If it’s not man-eating snakes lurking in Rooney’s closet at the team’s (allegedly half-built) Royal Bafokeng training base, then it’s machete-wielding gangs roaming the suburbs in search of tattooed, overweight Dagenham dole-queuers to ransack and leave gurgling on the pavement.
In fact what you are entering is the world’s most fascinating country, in my opinion. I’m pretty sure you will find that it functions far more smoothly, is heaps more friendly and offers plenty more diversions than you could possibly have imagined. In addition to which, the population actually acts like human beings, and not like they are being controlled by sinister forces from above which turns them into bureaucratically-manipulated robots. Plus we have world’s most beautiful women. The best weather. Eight channels of SuperSport. Food and wine from the gods themselves. Wildlife galore. (Love the Dutch team’s bus slogan: “Don’t fear the Big 5; fear the Orange 11”).

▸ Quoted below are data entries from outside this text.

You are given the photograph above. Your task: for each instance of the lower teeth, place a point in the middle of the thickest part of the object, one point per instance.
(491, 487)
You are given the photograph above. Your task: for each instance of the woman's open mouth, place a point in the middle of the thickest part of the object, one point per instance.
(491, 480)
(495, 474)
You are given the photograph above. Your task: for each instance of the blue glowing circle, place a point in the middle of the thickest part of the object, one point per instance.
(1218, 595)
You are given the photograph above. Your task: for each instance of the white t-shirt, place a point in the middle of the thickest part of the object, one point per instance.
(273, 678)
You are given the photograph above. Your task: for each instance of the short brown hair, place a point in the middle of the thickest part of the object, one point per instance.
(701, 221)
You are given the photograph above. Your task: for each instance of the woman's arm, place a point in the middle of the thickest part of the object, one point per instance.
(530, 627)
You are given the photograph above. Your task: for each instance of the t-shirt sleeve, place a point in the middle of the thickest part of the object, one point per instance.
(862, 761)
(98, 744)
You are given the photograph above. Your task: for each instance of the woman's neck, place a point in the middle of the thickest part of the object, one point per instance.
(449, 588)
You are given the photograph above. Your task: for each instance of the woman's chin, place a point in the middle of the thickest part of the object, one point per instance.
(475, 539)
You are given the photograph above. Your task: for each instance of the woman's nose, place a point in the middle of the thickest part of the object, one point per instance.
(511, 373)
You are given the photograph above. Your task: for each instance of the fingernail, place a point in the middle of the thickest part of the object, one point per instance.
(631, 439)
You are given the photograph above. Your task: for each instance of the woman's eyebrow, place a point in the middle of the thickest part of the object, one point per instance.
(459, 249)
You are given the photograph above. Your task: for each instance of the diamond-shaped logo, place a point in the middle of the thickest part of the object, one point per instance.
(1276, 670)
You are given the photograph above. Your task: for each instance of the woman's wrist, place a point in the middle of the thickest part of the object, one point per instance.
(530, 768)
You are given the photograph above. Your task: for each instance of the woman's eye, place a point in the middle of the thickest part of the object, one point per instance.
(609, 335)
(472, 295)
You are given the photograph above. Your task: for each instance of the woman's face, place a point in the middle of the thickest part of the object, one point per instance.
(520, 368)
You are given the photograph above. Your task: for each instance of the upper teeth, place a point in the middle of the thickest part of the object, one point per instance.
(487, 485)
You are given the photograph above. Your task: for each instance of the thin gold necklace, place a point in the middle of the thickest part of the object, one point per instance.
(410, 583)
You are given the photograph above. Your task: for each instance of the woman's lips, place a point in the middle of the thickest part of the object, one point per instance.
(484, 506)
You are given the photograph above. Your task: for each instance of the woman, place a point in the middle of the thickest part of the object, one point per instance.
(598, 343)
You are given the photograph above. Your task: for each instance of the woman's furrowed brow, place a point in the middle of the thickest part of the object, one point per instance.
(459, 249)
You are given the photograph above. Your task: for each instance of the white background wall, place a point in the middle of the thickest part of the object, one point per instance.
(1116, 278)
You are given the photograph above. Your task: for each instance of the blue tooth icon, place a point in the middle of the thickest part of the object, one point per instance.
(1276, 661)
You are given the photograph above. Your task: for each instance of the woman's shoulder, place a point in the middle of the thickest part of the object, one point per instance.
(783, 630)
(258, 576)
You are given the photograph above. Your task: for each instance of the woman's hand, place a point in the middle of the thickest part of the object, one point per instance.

Having said all that, Jo’burg is undoubtedly one of the world’s most dangerous cities. Just ask those Taiwanese tourists who got out of their hire car to take close-up snaps of tawny beasts at the Lion Park a few years back. Actually, ask what’s left of them. And did you know the chances of being felled by cardiac arrest from devouring a mountain of meat at one of our world class restaurants has been statistically proven to be 33.3% higher in Jozi than in any other major urban centre not built upon a significant waterway? It’s true. I swear. I read it in a British tabloid.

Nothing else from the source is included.